I'll set a low distance limit to help narrow it down

In [183]:
df_close = df_final.copy()
df_close.drop(df_close[df_close['review_count'] < 100].index, inplace = True)
df_close.drop(df_close[df_close['distance'] > 350].index, inplace = True)
df_close.reset_index(drop = True)
print("We've narrowed the list to",len(df_close),"shops")
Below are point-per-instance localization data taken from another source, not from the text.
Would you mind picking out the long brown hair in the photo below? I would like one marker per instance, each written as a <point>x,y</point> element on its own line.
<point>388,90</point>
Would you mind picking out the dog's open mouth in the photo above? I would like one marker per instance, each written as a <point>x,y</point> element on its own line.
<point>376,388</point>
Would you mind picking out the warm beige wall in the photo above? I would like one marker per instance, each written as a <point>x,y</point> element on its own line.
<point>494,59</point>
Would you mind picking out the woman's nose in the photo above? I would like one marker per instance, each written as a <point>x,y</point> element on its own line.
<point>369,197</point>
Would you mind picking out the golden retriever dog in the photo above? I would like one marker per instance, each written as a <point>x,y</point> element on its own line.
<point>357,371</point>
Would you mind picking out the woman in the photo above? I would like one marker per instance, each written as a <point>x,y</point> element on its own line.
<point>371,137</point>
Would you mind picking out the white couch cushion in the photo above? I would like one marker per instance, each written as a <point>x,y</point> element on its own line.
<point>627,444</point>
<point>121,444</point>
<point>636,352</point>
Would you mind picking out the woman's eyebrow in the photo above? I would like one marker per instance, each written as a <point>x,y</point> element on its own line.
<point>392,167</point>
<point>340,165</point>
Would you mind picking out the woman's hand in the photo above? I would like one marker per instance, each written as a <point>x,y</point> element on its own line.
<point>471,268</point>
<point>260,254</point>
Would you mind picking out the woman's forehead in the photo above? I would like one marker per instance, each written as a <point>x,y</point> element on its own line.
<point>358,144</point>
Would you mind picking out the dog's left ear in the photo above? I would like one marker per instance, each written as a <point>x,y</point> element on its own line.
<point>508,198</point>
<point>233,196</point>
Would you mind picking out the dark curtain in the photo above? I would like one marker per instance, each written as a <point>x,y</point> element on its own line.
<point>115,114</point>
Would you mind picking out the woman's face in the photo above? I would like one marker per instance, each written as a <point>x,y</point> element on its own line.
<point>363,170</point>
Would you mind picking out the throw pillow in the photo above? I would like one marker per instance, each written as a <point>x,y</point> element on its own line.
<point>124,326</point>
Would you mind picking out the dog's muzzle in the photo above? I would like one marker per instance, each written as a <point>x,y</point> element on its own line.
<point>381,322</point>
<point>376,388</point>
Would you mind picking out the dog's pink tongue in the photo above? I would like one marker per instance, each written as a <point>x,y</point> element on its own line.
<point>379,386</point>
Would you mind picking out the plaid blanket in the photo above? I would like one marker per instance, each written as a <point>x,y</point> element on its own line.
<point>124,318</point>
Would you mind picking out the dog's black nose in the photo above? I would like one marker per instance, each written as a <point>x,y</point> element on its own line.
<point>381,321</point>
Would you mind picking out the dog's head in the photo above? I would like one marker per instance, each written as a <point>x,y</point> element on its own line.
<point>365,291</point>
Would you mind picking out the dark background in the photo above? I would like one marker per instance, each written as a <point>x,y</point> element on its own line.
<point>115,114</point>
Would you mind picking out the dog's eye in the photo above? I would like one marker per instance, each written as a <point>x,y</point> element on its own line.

We've narrowed the list to 8 shops


In [184]:
#Now that it is narrowed down to 8, let's order them by both distance and rating.
df_close = df_close.sort_values(['rating', 'distance'], ascending=[False, True])
df_close

Unnamed: 0,name,rating,review_count,display_phone,distance,latitude,longitude,address1,address2,city,zip_code,country,state,display_address
0,Bomba,4.5,204,(828) 254-0209,42.480837,35.594884,-82.551976,1 SW Pack Sq,,Asheville,28801,US,NC,"[1 SW Pack Sq, Asheville, NC 28801]"
2,Old Europe Pastries,4.5,680,(828) 255-5999,85.794931,35.595956,-82.551916,18 Broadway St,,Asheville,28801,US,NC,"[18 Broadway St, Asheville, NC 28801]"
7,High Five Coffee,4.5,281,(828) 713-5291,130.19253,35.59573,-82.55349,13 Rankin Ave,,Asheville,28801,US,NC,"[13 Rankin Ave, Asheville, NC 28801]"
4,The Times Bar & Coffee Shop,4.5,156,(828) 774-5028,182.613758,35.59452,-82.55392,56 Patton Ave,,Asheville,28801,US,NC,"[56 Patton Ave, Asheville, NC 28801]"
6,Double D's Coffee & Desserts,4.5,455,(828) 505-2439,231.136985,35.593242,-82.551413,41 Biltmore Ave,,Asheville,28801,US,NC,"[41 Biltmore Ave, Asheville, NC 28801]"
1,Green Sage Cafe - Downtown,4.0,552,(828) 252-4450,44.853229,35.595611,-82.552078,5 Broadway St,,Asheville,28801,US,NC,"[5 Broadway St, Asheville, NC 28801]"
16,Izzy's Coffee Den,4.0,151,(828) 258-2004,260.485004,35.59743,-82.55332,74 N Lexington Ave,,Asheville,28801,US,NC,"[74 N Lexington Ave, Asheville, NC 28801]"
12,Trade and Lore Coffee,4.0,200,(828) 552-5353,330.43835,35.59472,-82.55575,37 Wall St,,Asheville,28801,US,NC,"[37 Wall St, Asheville, NC 28801]"


8 shops gives me plenty to choose from for a few days. 

All are within walking distance from the hotel as well, and there are names, numbers, and addresses for any questions or directions.